Mientras entraba el auto al garaje, saludé a mi vecina y a su hijita. Con los años, la pequeña se había acostumbrado a nuestras charlas espontáneas que duraban más que los «pocos minutos» prometidos, y se convertían en reuniones de oración. Después de jugar un rato y entretenerse mientras su madre y yo hablábamos, se acercaba corriendo, nos tomaba de las manos y decía sonriendo: «Es hora de orar… de nuevo». Aun a temprana edad, la niña parecía entender lo importante que era la oración en nuestra amistad.

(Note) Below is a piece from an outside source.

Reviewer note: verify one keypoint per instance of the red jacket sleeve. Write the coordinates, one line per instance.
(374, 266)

Después de alentar a los creyentes a «[fortalecerse] en el Señor, y en el poder de su fuerza» (Efesios 6:10), el apóstol Pablo ofreció una visión especial sobre el papel vital de la oración constante. Describió la armadura necesaria del creyente durante su andar con el Señor, quien brinda protección, discernimiento y confianza en su verdad (vv. 11-17). Pero también enfatizó que la fortaleza que da Dios surge de la inmersión deliberada en el don vivificador de la oración (vv. 18-20).
Dios nos escucha y se ocupa de nuestras necesidades, ya sea que las expresemos con audacia, las sollocemos en silencio o las guardemos en lo profundo de nuestro dolido corazón. Él desea fortalecernos con su poder; por eso, nos invita a orar una y otra vez.